During the three days workshop, Prof. Dr. Hans Leisen (stone conservation expert from the Cologne Institute of Conservation Sciences, Germany), Dr. Esther von Plehwe-Leisen (stone conservation expert from the Cologne University of Applied Sciences, Germany), Dipl.-Ing. Mike Boege (Specialists for Water Drainage Systems, Germany) and Dr. Richard Fuchs (Specialist for Archive Management, Germany) shared their knowledge and experiences on various conservation techniques. Their presentations were also co-facilitated by the senior conservator team from BCO, while showcasing the results of joint scientific work done between BCO and the German experts for the last few years. Mr. Nahar Cahyandaru, Mr. Leliek Agung Haldoko and Mr. Panggah Ardiansyah  who are experts from the Borobudur Conservation Office facilitated group discussions between the training particiapnts and the German technical experts on Stone Conservation; Water Drainage Management in Borobudur, including geohydrology at Borobudur; and Archive Management.

The workshop was officially opened by Mr. Marsis Sutopo (Head of the Borobudur Conservation Office), and Mr. Marc Seemann (Third Secretary, Cultural and Press Affairs, Embassy of the Federal Republic of German, Jakarta).

Mr. Marsis Sutopo thanked the support provided by the Federal Republic of Germany and UNESCO Office, Jakarta in responding to the needs of the Borobudur Conservation Office for enhanced knowledge on how to deal with the effects and impacts of the eruptions of Mount Merapi, which heavily affected the Borobudur Temple Compounds at the time. The project has been very useful in developing the capacity of BCO Staff in conducting conservation measures at the Borobudur Temple Compounds.
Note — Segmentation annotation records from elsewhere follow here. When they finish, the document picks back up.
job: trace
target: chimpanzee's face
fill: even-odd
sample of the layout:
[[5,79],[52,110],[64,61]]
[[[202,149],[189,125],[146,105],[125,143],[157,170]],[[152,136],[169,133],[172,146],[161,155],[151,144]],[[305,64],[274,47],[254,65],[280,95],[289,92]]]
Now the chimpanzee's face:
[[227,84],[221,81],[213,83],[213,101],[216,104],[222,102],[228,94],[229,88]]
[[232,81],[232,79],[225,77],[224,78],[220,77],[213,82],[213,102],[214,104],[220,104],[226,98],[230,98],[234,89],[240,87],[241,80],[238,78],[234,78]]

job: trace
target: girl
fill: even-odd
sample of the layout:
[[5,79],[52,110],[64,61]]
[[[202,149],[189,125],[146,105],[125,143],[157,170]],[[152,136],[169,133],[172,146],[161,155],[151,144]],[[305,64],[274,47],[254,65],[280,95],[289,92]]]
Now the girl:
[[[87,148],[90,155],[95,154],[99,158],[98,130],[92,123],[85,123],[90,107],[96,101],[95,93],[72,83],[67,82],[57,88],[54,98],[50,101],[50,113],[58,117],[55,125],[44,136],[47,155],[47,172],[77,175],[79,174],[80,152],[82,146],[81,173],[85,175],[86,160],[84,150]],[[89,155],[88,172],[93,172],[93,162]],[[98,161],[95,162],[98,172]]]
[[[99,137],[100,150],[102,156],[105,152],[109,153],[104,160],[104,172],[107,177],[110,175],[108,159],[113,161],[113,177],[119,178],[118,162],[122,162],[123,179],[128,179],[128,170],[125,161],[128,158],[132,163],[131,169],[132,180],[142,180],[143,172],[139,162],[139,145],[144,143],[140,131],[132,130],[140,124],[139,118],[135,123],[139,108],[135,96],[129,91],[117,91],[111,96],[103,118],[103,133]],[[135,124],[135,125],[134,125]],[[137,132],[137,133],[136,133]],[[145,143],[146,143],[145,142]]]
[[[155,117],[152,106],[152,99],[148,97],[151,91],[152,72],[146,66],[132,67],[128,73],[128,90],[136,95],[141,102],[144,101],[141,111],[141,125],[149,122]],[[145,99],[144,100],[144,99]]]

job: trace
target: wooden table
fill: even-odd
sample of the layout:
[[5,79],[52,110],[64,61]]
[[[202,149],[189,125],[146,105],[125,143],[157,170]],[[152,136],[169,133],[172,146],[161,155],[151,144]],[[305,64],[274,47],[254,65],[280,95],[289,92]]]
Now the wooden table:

Mr. Marc Seemann stated that the Federal Republic of Germany is very pleased with the results achieved through the series of collaboration projects with UNESCO and BCO for the last 7 years.

The workshop which was  organized in partnership with UNESCO’s local partner, RedR Indonesia, was attended by 46 participants from various heritage preservation offices, conservation students, disaster management experts and local government offices in Indonesia. The workshop was attended by not only Indonesian conservators from Yogyakarta and Central Java, but also many conservators from East Java, Sumatra and Kalimantan.

One of the workshop participants, Mr. Edy Gunawan (Head of the Conservation and Maintenance Unit of the the Heritage Preservation Office of East Kalimantan) stated that the workshop provided very useful sessions demonstrating the need to more greatly introduce the use of modern technological tools at World Heritage Sites as it will significantly assist conservation efforts conducted at the sites. He also commended that the technical experts who delivered the sessions were highly experienced, knowledgeable, and master the latest technologies in monitoring and conserving heritage sites. Mr. Gunawan shared that, as a conservator, the workshop had been very inspiring for him.

The “Borobudur Conservation Exchange Workshop” is a continuation of the conservation training series that were funded by the Federal Republic of Germany over 2011-2017. During this period, UNESCO Office, Jakarta has organized more than six (6) training seminars which have aimed to strengthen collaborative partnerships among temple conservators in Indonesia, demonstrate the benefits of the German-Indonesia cooperation in safeguarding World Heritage, and showcase various conservation techniques that have been introduced and applied over the years through the project at the Borobudur Temple Compounds.